- Official release film poster
- Directed by: Maximina Juson
- Written by: Maximina Juson
- Produced by: Maximina Juson, Daresha Kyi, Christie Herring (co-producer)
- Cinematography: Maximina Juson, Martina Radwan, Michael Vargas
- Edited by: Maximina Juson, Michael Vargas, Sari Gilman
- Music by: Mark Batson
- Production company: HUMovies (Humans Understanding Machinery)
- Distributed by: PBS (Independent Lens)
- Release date: 2024;
- Running time: 78 minutes
- Country: United States
- Language: English

= One Person, One Vote? =

American documentary film

One Person, One Vote? is a 2024 American documentary film about the United States Electoral College directed by Maximina Juson. The film explores the history, structure, and contemporary role of the Electoral College in U.S. presidential elections.

The film made its world premiere at the Pan African Film Festival in Los Angeles where it won the Programmers' Award for Best Documentary Feature, and was later broadcast nationally on PBS as the season opener for the Independent Lens series.

The project received funding support from the National Endowment for the Humanities (NEH).

The film was distributed for public television through the Independent Television Service (ITVS).

== Synopsis ==
The documentary explores the origins of the Electoral College during the Constitutional Convention, including its ties to compromises involving slavery and the disproportionate political influence granted to enslaver states through mechanisms such as the Three-fifths Compromise. It also examines how the system functions in contemporary presidential elections.

Through interviews and historical context, the film follows four presidential electors from the 2020 presidential election—a Republican elector, a Democratic elector, a Green Party elector, and a Kanye West elector—as well as scholars, historians, and grassroots activists both supporting and opposing the National Popular Vote Interstate Compact, to illustrate the mechanics and implications of the electoral process. The film also examines efforts to challenge or influence the certification of electoral votes following the 2020 election, including events surrounding January 6, 2021.

== Production ==
The film premiered on September 30, 2024, as the season opener for Season 26 of PBS's Independent Lens series.

One Person, One Vote? was directed, written, and produced by Maximina Juson.
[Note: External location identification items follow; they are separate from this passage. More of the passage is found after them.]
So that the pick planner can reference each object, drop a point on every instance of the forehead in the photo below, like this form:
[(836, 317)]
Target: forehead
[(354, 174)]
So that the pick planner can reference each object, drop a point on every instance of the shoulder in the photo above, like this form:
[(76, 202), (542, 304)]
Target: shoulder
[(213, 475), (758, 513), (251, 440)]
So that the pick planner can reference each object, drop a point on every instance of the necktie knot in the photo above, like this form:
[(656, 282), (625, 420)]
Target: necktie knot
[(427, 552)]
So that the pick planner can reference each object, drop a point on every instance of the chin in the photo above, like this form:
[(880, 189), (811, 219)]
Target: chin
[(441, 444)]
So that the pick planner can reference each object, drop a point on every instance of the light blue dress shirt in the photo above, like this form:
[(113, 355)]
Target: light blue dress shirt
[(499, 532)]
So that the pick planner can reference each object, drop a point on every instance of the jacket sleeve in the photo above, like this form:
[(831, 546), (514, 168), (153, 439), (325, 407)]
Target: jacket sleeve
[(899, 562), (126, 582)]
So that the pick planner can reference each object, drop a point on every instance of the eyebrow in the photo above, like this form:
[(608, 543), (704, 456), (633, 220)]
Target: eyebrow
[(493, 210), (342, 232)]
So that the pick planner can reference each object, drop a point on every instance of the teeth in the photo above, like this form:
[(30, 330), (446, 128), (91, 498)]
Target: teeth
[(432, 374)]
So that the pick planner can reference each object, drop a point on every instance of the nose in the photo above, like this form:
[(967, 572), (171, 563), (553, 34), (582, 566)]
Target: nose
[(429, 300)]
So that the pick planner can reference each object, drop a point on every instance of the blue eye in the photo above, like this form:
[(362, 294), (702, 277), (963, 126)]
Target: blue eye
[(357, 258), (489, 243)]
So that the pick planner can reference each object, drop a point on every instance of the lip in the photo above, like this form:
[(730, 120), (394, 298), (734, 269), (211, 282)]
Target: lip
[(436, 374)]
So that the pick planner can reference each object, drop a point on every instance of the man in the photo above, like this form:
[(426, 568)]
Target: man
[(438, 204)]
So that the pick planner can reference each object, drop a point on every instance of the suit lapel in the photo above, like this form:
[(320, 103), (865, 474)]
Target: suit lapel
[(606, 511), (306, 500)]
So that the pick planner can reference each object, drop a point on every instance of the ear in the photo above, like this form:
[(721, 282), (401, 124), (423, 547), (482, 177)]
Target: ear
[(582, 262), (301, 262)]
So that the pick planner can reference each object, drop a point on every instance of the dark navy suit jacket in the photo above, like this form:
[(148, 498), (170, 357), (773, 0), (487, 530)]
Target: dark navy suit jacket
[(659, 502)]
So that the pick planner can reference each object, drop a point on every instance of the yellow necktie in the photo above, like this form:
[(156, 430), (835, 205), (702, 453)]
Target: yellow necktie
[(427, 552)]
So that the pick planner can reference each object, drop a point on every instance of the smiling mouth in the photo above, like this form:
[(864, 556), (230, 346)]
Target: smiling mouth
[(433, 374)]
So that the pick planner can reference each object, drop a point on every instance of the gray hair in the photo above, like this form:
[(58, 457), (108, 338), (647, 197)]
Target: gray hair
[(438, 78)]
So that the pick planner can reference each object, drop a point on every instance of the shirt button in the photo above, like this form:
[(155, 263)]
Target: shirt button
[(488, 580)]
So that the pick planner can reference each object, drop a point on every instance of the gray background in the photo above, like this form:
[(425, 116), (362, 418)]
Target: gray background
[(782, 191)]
Animation by Pierre Bennu.

== Reception ==
Salon, in an article entitled "One Person, One Vote Finally Explains the Electoral College in an Engaging Way", described the film's approach to explaining the Electoral College and its contemporary relevance.
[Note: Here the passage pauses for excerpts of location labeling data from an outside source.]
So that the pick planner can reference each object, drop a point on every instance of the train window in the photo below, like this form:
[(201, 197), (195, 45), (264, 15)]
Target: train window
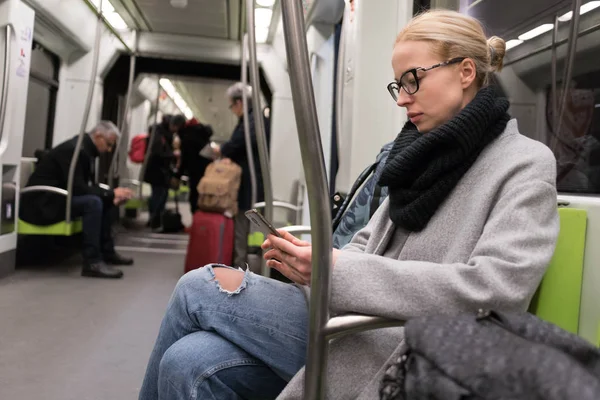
[(576, 140), (41, 100)]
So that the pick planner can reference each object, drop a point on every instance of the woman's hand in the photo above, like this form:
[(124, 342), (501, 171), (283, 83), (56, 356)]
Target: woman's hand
[(290, 256)]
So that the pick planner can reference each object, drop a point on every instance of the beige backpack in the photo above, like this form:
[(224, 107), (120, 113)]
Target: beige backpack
[(218, 189)]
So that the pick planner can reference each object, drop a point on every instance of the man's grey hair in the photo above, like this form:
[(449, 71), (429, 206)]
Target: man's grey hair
[(238, 90), (106, 128)]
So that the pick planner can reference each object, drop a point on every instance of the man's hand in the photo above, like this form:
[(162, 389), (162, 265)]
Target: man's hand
[(216, 150), (122, 195)]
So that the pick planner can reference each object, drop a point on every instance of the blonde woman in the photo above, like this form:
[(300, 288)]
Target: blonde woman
[(471, 222)]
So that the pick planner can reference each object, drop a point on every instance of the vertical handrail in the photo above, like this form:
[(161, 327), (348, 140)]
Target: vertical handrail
[(318, 194), (339, 85), (6, 79), (150, 139), (114, 167), (572, 48), (249, 152), (86, 113), (259, 122), (553, 66)]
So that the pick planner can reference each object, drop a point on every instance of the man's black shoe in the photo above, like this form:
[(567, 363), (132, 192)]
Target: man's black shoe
[(100, 270), (117, 259)]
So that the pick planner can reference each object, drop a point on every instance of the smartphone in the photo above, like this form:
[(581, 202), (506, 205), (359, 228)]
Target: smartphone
[(261, 223)]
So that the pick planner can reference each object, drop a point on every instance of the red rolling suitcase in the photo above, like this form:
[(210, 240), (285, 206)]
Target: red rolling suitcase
[(211, 240)]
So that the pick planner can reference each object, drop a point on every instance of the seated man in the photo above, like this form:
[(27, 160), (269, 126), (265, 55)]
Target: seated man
[(90, 201)]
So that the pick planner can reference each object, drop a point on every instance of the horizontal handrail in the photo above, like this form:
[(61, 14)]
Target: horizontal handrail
[(353, 323), (297, 229), (135, 182), (44, 188), (279, 204)]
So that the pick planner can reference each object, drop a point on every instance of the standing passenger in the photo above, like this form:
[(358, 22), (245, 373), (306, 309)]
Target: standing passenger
[(470, 223), (161, 164), (235, 149)]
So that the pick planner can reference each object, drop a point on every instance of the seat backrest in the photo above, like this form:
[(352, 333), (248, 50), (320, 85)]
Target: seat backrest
[(558, 297)]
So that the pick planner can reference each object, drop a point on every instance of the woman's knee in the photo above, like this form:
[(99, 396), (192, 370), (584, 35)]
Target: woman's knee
[(221, 277), (190, 364)]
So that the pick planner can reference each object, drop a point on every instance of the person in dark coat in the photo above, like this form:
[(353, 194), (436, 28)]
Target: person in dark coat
[(194, 137), (235, 149), (90, 202), (161, 166)]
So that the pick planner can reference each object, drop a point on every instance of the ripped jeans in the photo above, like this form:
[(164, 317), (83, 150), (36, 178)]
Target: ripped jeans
[(215, 344)]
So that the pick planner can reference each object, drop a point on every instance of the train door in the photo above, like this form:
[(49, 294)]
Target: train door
[(41, 100)]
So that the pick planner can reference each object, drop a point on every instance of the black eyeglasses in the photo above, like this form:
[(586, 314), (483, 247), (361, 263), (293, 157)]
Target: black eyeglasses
[(409, 81)]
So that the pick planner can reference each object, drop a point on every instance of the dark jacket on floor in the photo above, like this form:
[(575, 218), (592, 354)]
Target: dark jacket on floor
[(235, 149), (43, 208)]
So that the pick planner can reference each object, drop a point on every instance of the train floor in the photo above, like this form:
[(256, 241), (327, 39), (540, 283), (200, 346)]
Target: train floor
[(65, 337)]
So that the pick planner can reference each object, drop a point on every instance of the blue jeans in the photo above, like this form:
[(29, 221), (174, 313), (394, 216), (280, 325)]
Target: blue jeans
[(97, 234), (215, 344)]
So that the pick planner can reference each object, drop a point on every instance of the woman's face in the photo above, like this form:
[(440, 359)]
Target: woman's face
[(442, 91)]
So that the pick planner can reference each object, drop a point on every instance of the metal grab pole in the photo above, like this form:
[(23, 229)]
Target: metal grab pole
[(339, 85), (259, 122), (318, 194), (572, 48), (150, 140), (6, 78), (88, 106), (553, 93), (249, 152), (114, 167)]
Forbes interviewed Juson alongside presidential electors Derrick Wilburn (Republican) and Polly Baca (Democrat), as well as Independent Lens executive producer Lois Vossen and Columbia Journalism School Dean Jelani Cobb. In the interview, Juson discussed the importance of public understanding of the Electoral College as a foundation for informed discussion about presidential elections, adding, "Let's dialogue, not demonize."

Deadline wrote that the film highlights how "The framers [of the Constitution] gave people no right to elect their president..." in its coverage of the documentary.

The film was also featured in a segment on The Daily Show in which host Michael Kosta interviewed Dean Cobb accompanied by a clip from the film.

Overly Honest Reviews wrote that the film, "allow[s] for a panoramic understanding of the Electoral College" while encouraging viewers to form their own opinions.

== Educational screenings ==
Following its broadcast, the film was screened at academic and cultural institutions, including New York University's Center for Black Visual Culture, the Hammer Museum in Los Angeles with UCLA School of Law, and Rollins College.